Used to. Once I was on the edge of civilisation, literally the last house before undisturbed natural bushland as far as the eye could see. Still on the same property but now it is effectively a suburb, with dogs and cane toads and weeds and fucking quad bikes,.... I haven't seen a wallaby or bandicoot here for years, apart from roadkill. :(
posted by Pouteria at 8:56 PM on June 8, 2018 [9 favorites]




I question that culling is any sort of secret. The ABC runs articles, other orgs run articles, an awful lot of people have rels who are involved. When I lived out Bathurst way as a teenager, my classmates were shooting Kangaroos after school. I don't know that it's a secret from anyone but the most shut-in city folk.
posted by AnhydrousLove at 11:14 PM on June 8, 2018 [1 favorite]


I used to live on the outskirts of my town, surrounded by trees with wallabies and the occasional kangaroo and koala making an appearance. I never got jaded about them. My father had a coin purse made from the scrotum of a kangaroo which fascinated and revolted me in equal measure. I agree with Thella, they're not the pests, we are.
posted by h00py at 1:37 AM on June 9, 2018 [6 favorites]
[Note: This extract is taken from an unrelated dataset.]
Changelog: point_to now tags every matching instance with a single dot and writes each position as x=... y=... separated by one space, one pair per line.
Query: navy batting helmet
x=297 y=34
Objecting to 'gamey' meats has always seemed akin to eating only mozzarella cheese because other cheeses just taste too darn cheesy.
posted by showbiz_liz at 7:26 AM on June 9, 2018 [1 favorite]


I was an offsider to a 'roo shooter in WA for a short time in early 2004. It was bloody and disgusting but that guy was a crack shot and took great pains to follow every rule - headshots only, used tags, etc. A number of them had some sort of wasting disease that I was told comes from overpopulation.

I felt like if I was going to eat meat - which I do - I needed to take part in the full cycle at some point.

One experience 14 years ago doesn't make me an expert. But the experience changed me in a number of ways, all of them for the better. I saw a side of the Outback that most Australians never see, and I'm immensely grateful for it, even the bloodiest and most demeaning parts.

If anyone's inclined, I told a story about it here: https://open.spotify.com/track/7CcEpDRshpCx2AqJ8VRugD?si=aApc67TgRUWbIZw7Joplag
posted by chinese_fashion at 10:37 AM on June 9, 2018 [4 favorites]


By contrast, female placental mammals have only one uterus and one vagina.

Well, thank goodness.
posted by glasseyes at 3:18 PM on June 9, 2018


IF a wild animal population exceeds their food supply, there are 2 sad solutions - starvation or culling.